Friday, February 5, 2010

Written Argument Analysis

Life for Life

           In an excerpt from her book Dead Man Walking: An Eyewitness Account of the Death Penalty in the United States (649), Sister Helen Prejean is opposed to the death penalty and is seeking it being abolished. She has some very compelling arguments.

           Sister Helen sets a clear tone for her work in the first paragraph: "I think of the running debate I engage in with “church” people about the death penalty. “Proof texts” from the bible usually punctuate these discussions without regard for cultural context or literary genre of the passage invoked. (Will D. Campbell, a Southern Baptist minister and writer, calls this use of scriptural quotations “biblical quarterbacking.”)" (649)

She notes that she often debates the subject of the death penalty. This brings a sense of authority to her stance and helps her credibility as an authority. She also finds most arguments fail because of the use of biblical references out of context. Appealing to our sense of reason, she describes the most common “proof texts” and sets them in proper context. This was an effective argument because she takes the most commonly used references to support the death penalty and places them in to context to show they were not Jesus supporting death as punishment but more about Mosaic laws at the time these stories were written.

           Her weakest argument was the section discussing the history of the Church since Jesus's teachings. Here she speaks about the corruption in the Roman Catholic Church and the invention of "original sin." Sister Helen concludes, Augustine used “original sin” to control the church’s subjects by violent means, even death (651). This part of her argument could have been left out. It felt more like a frustrated attack at the church rather then helping support her cause of abolishing the death penalty. She does, however, supply a source for the information she provides about the documented corruption, wealth, and status that it brought to the Church. This helps again in giving her credibility by showing some of her research.

           In her closing argument she states an understanding that we allow executions not because of malice but more out of ignorance of what really happens during these events.

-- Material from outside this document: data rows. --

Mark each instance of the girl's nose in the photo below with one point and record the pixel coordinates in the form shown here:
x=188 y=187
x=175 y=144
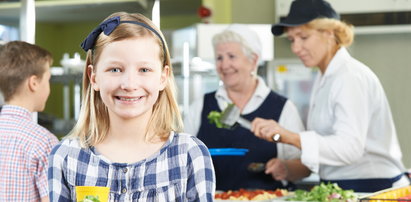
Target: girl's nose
x=295 y=47
x=129 y=81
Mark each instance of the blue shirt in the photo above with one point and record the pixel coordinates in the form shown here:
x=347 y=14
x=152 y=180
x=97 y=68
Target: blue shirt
x=181 y=171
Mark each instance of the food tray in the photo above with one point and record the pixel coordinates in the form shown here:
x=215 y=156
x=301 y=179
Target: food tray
x=388 y=195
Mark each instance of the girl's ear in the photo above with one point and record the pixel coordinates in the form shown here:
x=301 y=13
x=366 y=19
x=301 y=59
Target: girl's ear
x=164 y=77
x=92 y=77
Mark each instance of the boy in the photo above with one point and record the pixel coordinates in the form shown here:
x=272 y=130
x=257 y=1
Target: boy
x=24 y=145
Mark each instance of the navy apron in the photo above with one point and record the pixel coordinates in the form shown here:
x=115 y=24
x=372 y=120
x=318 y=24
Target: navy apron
x=231 y=171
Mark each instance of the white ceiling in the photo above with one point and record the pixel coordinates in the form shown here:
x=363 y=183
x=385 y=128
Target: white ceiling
x=73 y=10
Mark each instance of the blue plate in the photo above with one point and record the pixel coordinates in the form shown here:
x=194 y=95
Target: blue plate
x=227 y=152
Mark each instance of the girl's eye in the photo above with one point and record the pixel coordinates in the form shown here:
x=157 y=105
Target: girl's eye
x=144 y=69
x=115 y=69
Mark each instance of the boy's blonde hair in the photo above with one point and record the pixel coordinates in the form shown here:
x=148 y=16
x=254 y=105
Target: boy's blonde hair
x=18 y=61
x=343 y=32
x=93 y=123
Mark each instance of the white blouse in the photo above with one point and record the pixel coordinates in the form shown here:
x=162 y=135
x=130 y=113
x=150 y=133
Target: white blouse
x=351 y=133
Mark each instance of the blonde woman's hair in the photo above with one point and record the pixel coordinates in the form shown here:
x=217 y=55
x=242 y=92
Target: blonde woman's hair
x=93 y=123
x=343 y=32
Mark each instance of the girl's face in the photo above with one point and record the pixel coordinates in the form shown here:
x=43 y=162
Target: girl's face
x=233 y=66
x=311 y=46
x=129 y=77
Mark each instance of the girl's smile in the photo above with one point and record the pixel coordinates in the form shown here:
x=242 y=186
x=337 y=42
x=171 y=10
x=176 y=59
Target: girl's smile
x=129 y=77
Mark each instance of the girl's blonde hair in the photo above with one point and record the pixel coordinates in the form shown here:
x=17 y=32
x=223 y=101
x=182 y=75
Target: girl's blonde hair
x=343 y=32
x=93 y=123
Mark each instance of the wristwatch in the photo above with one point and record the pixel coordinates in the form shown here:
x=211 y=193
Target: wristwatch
x=277 y=137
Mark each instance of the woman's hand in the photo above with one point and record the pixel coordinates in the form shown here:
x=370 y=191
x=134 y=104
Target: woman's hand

Sister Helen has attended an execution and is confident if they were made public we would be ashamed of the process and be forced to abolish the practice. She is speaking from the heart here. This is not a successful argument, however, because she has seen an execution and could share the things she has seen to help break the secret. In this text, however, here she just provides general terms and descriptions of “torture and violence” (653).

           Another strong argument from Sister Helen was a list of other actions that if we were to follow the laws set forth in the bible would also be punishable by death: contempt of parents, trespass upon sacred ground, sorcery, bestiality, sacrifice to foreign gods, profaning the Sabbath, adultery, incest, homosexuality, and prostitution. Sister Helen then goes on to surmise that if we try to use the bible as justification for the death penalty, then the above offenses would also be worthy of the same punishment. This argument was very successful as it appeals to our sense of logic when looking to the bible as justification for using the death penalty.

           Sister Helen also discusses two flares of hope, as she puts it, Mohandas K. Gandhi and Martin Luther King (652). She was referencing a short essay by Susan Jocoby where she discusses nonviolent aggression. She continues to grow her credibility with more shown research. This is a key point of her argument. Her point here is change can come without violence and if we follow Jesus’s words of compassion, we cannot afford to allow executions. Sister Helen says they cost us to much, morally (652). For a person of faith, this argument would be very successful by appealing to one‘s belief in Jesus.

           One thing she failed to address here is the alternatives to the death penalty. Life in prison is costly to our society as well. The cost of housing, feeding, clothing, and maintaining a prisoner takes a toll on our country's economy, and there is a point when the benefit of the greater good does outweigh the life of one. Sister Helen made her best argument when she said, “I would not want my death avenged -- especially by government, which can’t be trusted to control its own bureaucrats or collect taxes equitably or fill a pothole, much less decide which of its citizens to kill” (649).

Works Cited
Barnet, Sylvan, and Hugo Bedau, eds. Current Issues and Enduring Questions: A Guide to Critical Thinking and Argument, with Readings. 8th ed. New York: Bedford/St. Martin's, 2008. Print.

Prejean, Helen. “Executions Are Too Costly—Morally.” In Barnet and Bedau 649-653.